Wednesday, October 13, 2010
The other night I could not sleep because of worries. Once
I started to inspect these worries I had to admit that they had little grounds
to stand on, and that my phantasy had taken off with me...
There I was: In the middle of a wonderful vacation in Europe, having time to hike in the Austrian Alps, adoring the golden glory of the fall foliage and being able to spend time with family and friends. Also, my husband and I were in the process of moving our furniture and belongings from our former Vienna apartment to our San Diego house. We were very much looking forward to having the European Chic in our house. The international moving company was hired, the boxes already picked up. How much better could it get? I was grateful, very grateful. Things were in flow. Fortunate us.

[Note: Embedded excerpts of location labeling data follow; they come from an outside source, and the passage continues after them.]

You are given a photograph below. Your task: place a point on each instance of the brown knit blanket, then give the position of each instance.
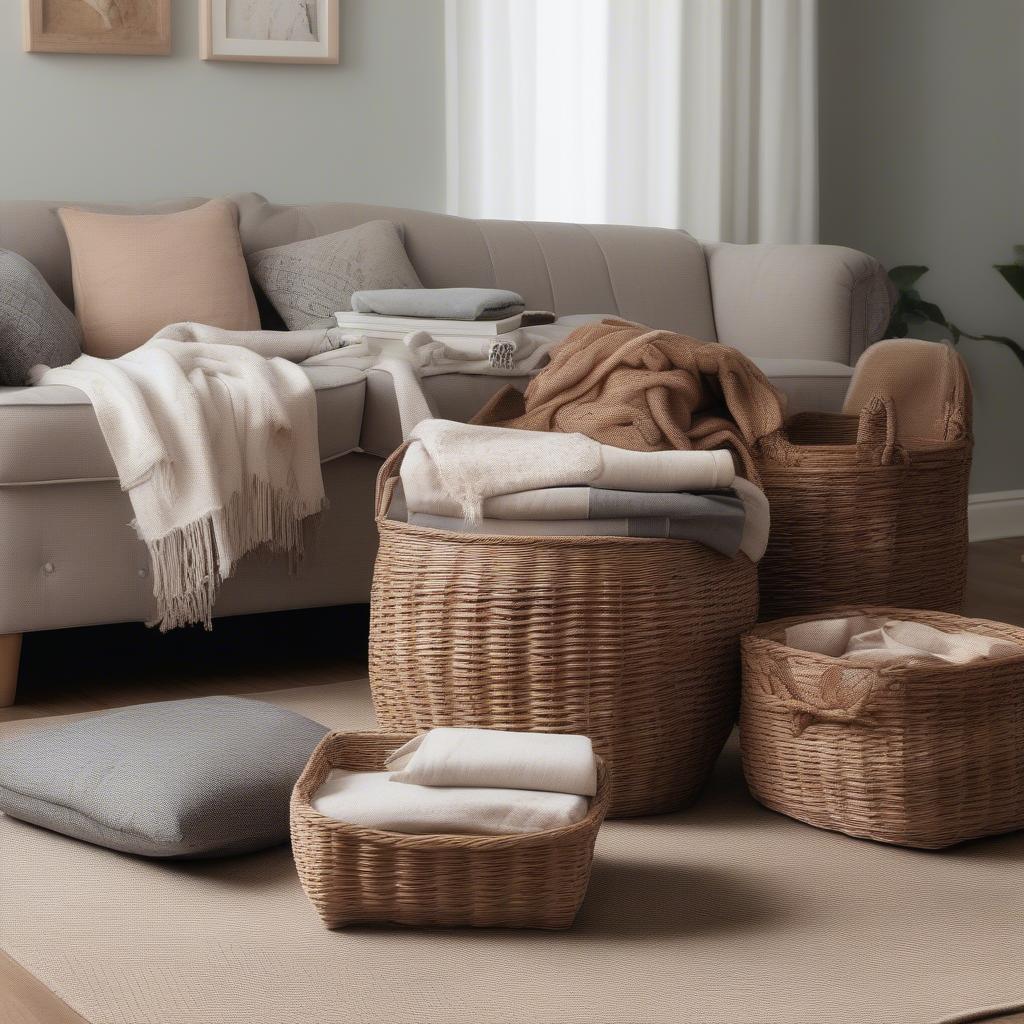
(626, 385)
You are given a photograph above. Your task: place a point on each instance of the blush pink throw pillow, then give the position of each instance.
(135, 273)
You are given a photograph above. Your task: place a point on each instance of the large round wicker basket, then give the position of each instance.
(923, 755)
(632, 642)
(357, 876)
(858, 518)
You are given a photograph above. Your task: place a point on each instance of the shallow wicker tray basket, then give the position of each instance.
(634, 642)
(353, 875)
(857, 518)
(923, 756)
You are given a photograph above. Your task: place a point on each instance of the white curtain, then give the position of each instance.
(695, 114)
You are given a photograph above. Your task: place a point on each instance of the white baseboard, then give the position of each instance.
(996, 514)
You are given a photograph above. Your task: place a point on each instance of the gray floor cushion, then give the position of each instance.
(205, 777)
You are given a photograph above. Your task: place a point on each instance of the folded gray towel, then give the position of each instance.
(439, 303)
(722, 530)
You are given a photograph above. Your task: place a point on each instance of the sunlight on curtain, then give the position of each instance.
(696, 114)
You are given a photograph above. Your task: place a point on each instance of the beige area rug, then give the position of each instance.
(726, 913)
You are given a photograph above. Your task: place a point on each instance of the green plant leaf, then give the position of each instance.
(1014, 346)
(904, 276)
(1013, 273)
(932, 312)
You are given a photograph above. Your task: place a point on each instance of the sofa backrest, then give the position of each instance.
(818, 302)
(650, 274)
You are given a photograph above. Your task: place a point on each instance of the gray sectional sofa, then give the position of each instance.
(68, 555)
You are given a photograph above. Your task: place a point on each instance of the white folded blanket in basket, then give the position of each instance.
(610, 512)
(470, 464)
(489, 758)
(877, 639)
(372, 800)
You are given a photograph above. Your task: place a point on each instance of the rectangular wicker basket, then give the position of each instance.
(924, 755)
(353, 875)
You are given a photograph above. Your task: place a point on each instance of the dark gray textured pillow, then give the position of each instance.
(35, 325)
(205, 777)
(308, 282)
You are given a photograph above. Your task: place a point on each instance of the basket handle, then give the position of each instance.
(837, 701)
(387, 480)
(877, 444)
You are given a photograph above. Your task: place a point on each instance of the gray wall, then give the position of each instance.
(922, 116)
(108, 127)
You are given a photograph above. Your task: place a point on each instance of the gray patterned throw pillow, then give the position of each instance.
(308, 282)
(205, 777)
(35, 326)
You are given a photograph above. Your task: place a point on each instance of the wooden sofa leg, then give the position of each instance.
(10, 656)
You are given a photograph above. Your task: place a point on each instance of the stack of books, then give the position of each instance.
(376, 326)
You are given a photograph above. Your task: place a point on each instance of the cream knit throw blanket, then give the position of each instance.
(216, 446)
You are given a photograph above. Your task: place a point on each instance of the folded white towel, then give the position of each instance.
(489, 758)
(470, 464)
(879, 640)
(429, 498)
(373, 801)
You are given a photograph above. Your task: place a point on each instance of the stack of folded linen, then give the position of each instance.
(501, 481)
(468, 781)
(455, 330)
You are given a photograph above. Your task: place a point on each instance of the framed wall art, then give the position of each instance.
(281, 31)
(130, 27)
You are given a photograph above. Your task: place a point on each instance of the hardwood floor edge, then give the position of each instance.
(25, 999)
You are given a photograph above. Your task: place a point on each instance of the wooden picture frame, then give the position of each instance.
(139, 28)
(217, 42)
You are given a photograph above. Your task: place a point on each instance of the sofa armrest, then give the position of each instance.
(810, 302)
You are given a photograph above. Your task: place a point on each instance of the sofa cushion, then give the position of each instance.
(135, 274)
(33, 228)
(50, 433)
(308, 282)
(204, 777)
(35, 325)
(651, 274)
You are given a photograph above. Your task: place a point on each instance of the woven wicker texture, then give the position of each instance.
(632, 642)
(924, 756)
(353, 875)
(858, 518)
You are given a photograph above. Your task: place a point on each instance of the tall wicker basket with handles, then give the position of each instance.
(858, 517)
(922, 755)
(634, 642)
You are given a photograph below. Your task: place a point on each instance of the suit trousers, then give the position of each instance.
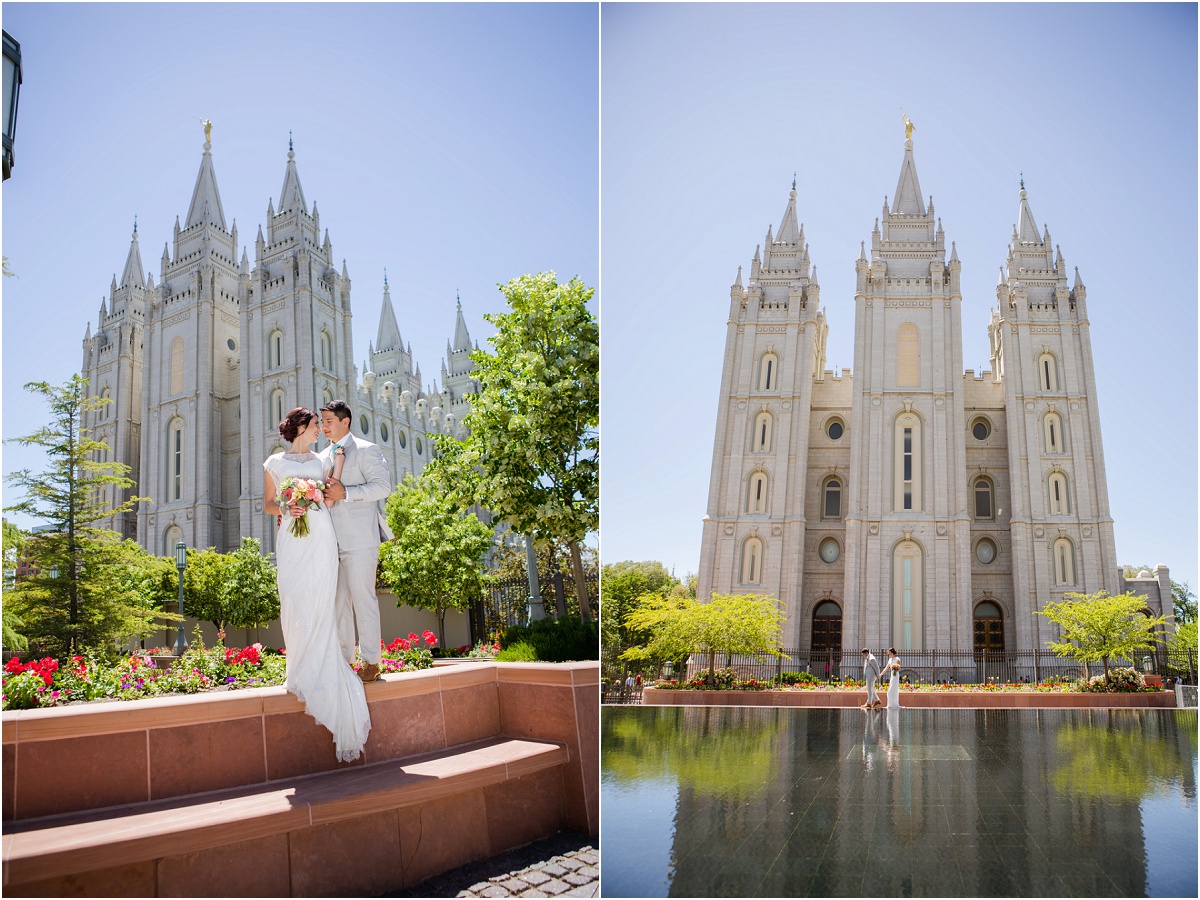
(357, 600)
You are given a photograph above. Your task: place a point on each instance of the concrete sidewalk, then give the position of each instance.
(567, 864)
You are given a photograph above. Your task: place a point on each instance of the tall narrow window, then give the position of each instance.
(762, 432)
(175, 460)
(1060, 503)
(907, 592)
(177, 365)
(907, 355)
(751, 562)
(275, 349)
(1048, 372)
(757, 498)
(1063, 562)
(1054, 433)
(984, 505)
(907, 463)
(832, 505)
(768, 372)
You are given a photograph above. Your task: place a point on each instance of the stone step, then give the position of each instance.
(59, 846)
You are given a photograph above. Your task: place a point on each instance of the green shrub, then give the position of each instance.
(557, 641)
(1120, 679)
(519, 652)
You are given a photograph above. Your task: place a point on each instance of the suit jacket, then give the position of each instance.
(358, 520)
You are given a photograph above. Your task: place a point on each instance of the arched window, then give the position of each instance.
(175, 460)
(275, 349)
(827, 628)
(1063, 562)
(984, 505)
(768, 372)
(177, 365)
(831, 498)
(276, 413)
(989, 628)
(906, 462)
(756, 495)
(907, 593)
(762, 424)
(327, 351)
(1053, 426)
(751, 561)
(1060, 503)
(907, 355)
(1048, 372)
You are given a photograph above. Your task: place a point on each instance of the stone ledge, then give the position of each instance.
(63, 845)
(947, 700)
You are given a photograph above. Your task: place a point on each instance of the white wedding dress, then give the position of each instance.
(894, 685)
(306, 570)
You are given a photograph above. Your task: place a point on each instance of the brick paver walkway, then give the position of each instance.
(567, 864)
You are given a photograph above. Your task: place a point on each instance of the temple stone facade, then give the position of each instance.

Then, one day before the sea freight container was to be loaded, I realized that I still had not received the promised insurance paper from our Austrian moving company. All day I had tried to reach her - without success. All 3 telephone numbers I had stayed unanswered. No e-mails from them in my inbox. So, in that night it occured to me that the big chunk of money had changed hands already (that´s how they do it in that line of work) and they had driven off with all of our belongings. Could it be a scam? Could they be that good? I started to doubt the good feeling I had had with them. My phantasy was taking off and was getting as dark as the night was.

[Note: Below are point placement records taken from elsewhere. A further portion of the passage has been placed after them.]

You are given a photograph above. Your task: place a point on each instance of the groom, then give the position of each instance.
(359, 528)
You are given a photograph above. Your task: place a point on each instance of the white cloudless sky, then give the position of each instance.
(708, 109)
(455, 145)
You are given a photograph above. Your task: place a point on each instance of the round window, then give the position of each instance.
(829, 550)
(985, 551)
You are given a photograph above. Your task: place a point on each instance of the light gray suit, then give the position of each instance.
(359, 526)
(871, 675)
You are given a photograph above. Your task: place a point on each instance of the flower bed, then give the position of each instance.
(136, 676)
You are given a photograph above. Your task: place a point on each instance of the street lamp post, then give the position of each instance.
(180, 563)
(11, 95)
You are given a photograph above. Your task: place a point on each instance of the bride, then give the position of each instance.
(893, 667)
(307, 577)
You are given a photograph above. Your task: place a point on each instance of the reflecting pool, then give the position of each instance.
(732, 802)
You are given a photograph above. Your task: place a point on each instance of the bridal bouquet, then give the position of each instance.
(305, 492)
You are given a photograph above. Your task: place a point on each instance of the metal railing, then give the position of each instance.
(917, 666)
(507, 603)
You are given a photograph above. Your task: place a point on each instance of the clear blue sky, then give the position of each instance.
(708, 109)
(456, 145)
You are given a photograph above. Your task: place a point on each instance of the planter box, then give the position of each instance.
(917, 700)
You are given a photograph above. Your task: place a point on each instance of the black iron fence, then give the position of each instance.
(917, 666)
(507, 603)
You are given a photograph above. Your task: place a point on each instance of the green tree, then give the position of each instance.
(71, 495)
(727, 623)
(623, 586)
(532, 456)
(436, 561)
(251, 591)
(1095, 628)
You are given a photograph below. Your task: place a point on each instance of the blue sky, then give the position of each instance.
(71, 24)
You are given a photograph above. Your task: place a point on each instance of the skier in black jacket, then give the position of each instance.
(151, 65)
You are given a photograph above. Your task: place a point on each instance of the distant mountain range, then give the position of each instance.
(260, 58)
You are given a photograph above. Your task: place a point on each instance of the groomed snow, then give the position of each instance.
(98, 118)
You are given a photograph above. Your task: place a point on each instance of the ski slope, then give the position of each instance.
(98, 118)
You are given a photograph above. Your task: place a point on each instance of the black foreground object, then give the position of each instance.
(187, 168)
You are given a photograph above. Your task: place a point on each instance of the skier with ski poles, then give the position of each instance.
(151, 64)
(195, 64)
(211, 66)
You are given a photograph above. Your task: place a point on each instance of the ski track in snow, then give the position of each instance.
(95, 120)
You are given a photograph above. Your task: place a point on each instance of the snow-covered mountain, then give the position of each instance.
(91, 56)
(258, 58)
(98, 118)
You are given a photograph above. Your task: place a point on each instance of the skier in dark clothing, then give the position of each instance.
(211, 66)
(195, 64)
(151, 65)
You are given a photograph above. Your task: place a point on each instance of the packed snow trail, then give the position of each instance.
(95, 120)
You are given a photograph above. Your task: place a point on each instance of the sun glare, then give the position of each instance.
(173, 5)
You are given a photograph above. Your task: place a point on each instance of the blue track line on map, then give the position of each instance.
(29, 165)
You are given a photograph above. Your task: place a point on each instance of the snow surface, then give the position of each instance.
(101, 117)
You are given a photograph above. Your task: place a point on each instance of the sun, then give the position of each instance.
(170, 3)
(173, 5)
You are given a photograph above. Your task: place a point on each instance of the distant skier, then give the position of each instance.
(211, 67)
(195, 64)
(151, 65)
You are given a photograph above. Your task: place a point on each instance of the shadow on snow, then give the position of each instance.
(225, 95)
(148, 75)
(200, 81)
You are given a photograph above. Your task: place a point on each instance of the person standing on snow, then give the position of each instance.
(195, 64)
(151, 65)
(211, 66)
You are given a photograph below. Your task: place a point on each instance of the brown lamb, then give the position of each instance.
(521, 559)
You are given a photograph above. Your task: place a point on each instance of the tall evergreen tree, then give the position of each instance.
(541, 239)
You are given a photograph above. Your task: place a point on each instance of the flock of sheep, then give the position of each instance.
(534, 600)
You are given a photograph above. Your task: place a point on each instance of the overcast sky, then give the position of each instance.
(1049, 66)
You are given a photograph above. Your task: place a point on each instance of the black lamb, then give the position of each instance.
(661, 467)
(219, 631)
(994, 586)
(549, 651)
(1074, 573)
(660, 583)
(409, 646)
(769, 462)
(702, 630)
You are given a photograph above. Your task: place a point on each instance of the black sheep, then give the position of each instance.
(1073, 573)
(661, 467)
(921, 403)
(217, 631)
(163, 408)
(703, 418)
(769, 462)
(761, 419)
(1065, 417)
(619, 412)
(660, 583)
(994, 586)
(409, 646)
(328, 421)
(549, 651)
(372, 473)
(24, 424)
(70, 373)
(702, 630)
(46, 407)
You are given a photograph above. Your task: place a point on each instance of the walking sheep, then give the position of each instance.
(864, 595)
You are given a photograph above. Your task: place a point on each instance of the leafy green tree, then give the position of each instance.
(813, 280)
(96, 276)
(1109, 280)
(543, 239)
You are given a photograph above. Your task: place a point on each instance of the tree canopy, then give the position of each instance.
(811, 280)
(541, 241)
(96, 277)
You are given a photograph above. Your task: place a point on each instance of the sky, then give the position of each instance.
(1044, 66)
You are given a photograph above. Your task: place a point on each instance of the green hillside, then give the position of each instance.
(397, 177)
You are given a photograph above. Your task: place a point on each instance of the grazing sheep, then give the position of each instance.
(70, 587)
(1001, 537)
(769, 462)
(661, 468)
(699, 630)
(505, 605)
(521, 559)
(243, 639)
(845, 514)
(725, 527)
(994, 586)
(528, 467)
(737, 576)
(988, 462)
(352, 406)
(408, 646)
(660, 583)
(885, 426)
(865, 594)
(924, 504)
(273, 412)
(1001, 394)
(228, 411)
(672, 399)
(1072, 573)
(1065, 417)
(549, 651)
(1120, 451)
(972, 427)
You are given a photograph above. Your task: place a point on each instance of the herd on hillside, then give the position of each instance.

It is very unusual for me not to be able to sleep. I felt highjacked by my own imagination. After a while of rolling around in bed I got my composure back. I asked myself what was really wrong in reality? I had all kinds of worst case possibilities, but had not looked at the likelyhood of them being the case. I had also not looked at all the reasons why that was not likely to be the case. I went through all off that and came to the conclusion that there must be something going on that I did not know and that was not anything out of my "worries box".
I also remembered that it is not always personal, not always about me. True, it is unusual not to reach anyone from a company anymore after handing over the money, when the availability had been perfect before. But does it have to be my worst idea?

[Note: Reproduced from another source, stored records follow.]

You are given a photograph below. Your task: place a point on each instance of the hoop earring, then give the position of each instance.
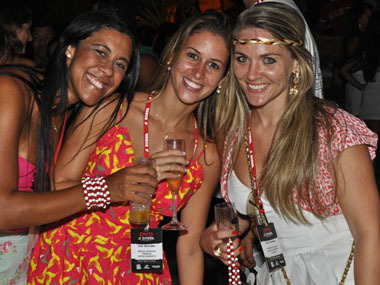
(294, 86)
(219, 89)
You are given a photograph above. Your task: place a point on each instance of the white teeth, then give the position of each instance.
(94, 81)
(192, 84)
(257, 86)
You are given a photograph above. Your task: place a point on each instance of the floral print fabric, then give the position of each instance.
(94, 247)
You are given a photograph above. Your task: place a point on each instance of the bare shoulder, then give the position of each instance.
(14, 93)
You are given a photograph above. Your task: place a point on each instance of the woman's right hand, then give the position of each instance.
(211, 242)
(125, 183)
(168, 162)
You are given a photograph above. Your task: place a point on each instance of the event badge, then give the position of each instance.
(271, 247)
(146, 250)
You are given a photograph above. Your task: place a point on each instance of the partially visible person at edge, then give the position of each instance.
(310, 44)
(96, 56)
(15, 22)
(190, 77)
(311, 160)
(43, 32)
(352, 56)
(370, 105)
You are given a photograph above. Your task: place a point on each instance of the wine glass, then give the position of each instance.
(174, 185)
(226, 217)
(139, 214)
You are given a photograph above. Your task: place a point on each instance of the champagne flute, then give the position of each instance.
(139, 214)
(174, 186)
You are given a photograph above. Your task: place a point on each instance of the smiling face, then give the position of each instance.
(97, 66)
(23, 34)
(199, 67)
(263, 71)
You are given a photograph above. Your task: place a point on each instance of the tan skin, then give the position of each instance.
(22, 209)
(201, 62)
(353, 167)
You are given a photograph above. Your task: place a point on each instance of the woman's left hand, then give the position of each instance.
(169, 164)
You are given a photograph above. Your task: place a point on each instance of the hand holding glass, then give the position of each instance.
(174, 185)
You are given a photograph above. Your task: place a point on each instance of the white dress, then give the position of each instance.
(314, 254)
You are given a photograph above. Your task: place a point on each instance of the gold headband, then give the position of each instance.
(266, 41)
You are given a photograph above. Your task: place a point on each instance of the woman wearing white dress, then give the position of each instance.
(294, 160)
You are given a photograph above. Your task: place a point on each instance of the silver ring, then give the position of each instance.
(217, 251)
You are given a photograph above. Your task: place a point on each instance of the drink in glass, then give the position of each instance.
(139, 214)
(174, 186)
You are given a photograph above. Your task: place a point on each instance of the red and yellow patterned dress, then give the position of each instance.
(95, 247)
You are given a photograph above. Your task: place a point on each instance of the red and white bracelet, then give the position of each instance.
(233, 265)
(96, 193)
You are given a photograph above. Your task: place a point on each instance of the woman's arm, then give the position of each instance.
(81, 143)
(23, 209)
(359, 199)
(194, 216)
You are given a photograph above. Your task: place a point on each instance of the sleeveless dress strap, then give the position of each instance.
(60, 139)
(146, 129)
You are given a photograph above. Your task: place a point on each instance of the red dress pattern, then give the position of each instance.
(347, 131)
(95, 247)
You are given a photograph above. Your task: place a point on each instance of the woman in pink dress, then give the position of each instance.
(95, 248)
(96, 49)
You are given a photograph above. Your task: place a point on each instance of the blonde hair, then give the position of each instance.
(293, 156)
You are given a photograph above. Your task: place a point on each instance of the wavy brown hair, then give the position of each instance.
(292, 161)
(211, 21)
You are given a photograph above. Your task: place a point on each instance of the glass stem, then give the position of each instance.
(174, 208)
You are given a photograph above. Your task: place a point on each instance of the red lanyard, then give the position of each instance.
(146, 128)
(253, 167)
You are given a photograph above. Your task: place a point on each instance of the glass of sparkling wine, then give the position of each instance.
(174, 185)
(226, 217)
(139, 214)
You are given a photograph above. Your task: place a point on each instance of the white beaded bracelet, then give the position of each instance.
(233, 265)
(96, 193)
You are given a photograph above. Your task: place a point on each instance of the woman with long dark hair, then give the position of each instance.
(96, 57)
(191, 77)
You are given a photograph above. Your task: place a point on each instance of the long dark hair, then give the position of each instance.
(211, 21)
(55, 90)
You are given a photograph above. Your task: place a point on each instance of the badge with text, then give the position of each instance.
(146, 250)
(271, 246)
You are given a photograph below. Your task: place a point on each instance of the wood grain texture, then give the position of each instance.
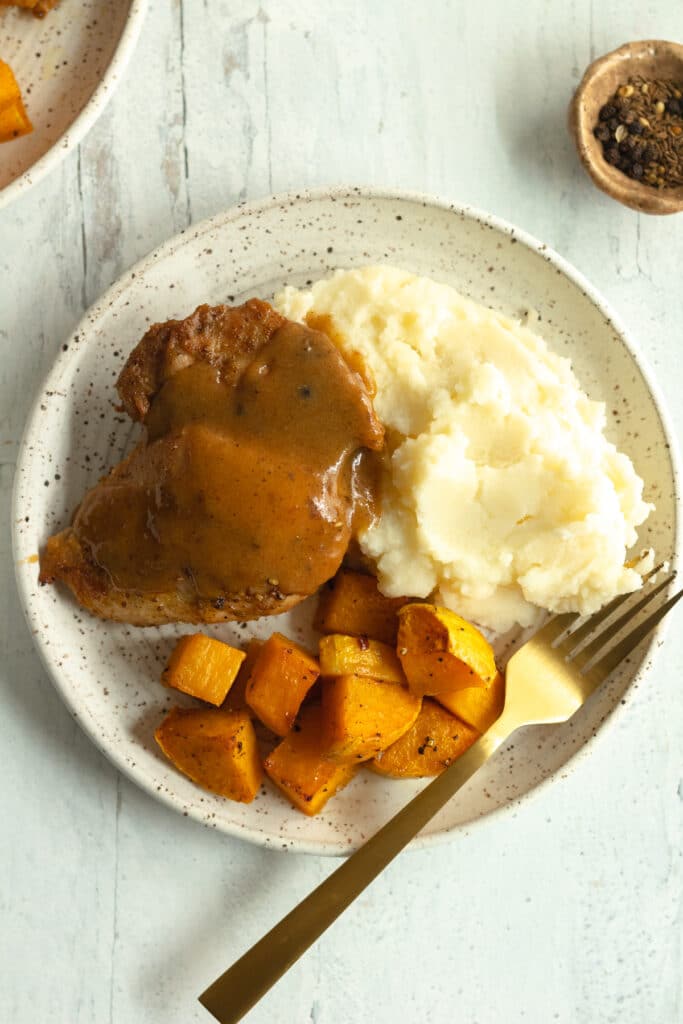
(115, 909)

During those dark hours I learned a lot. I was very happy that I made that reality check and that I found my faith again. I even got to the point where I realized that my peace of mind was worth more than any belongings and money. A day lost and not lived can never be replaced. Money and things always can be.
The next day I learned that the family business was in uproar for a day, because the father of one of the partners had had a bad car accident. I understood. I also learned my lesson. It felt good to be able to calm myself down in difficult times. True, we don´t always know the people we are dealing with, but I prefer and choose to have a trusting, while alert, way of approaching others. If I see thieves everywhere, I might find them everywhere. And if I see helpful and reliable people everywhere, I just might as well find them everywhere as well.
I think that it is deeply ingrained in us to protect ourselves. But if that tendencie becomes too tight and almost paranoid, it reaches the point where it harms us and keeps us from oportunities rather than protect us. It is wise to know the difference and keep checking, where the border lies again and again.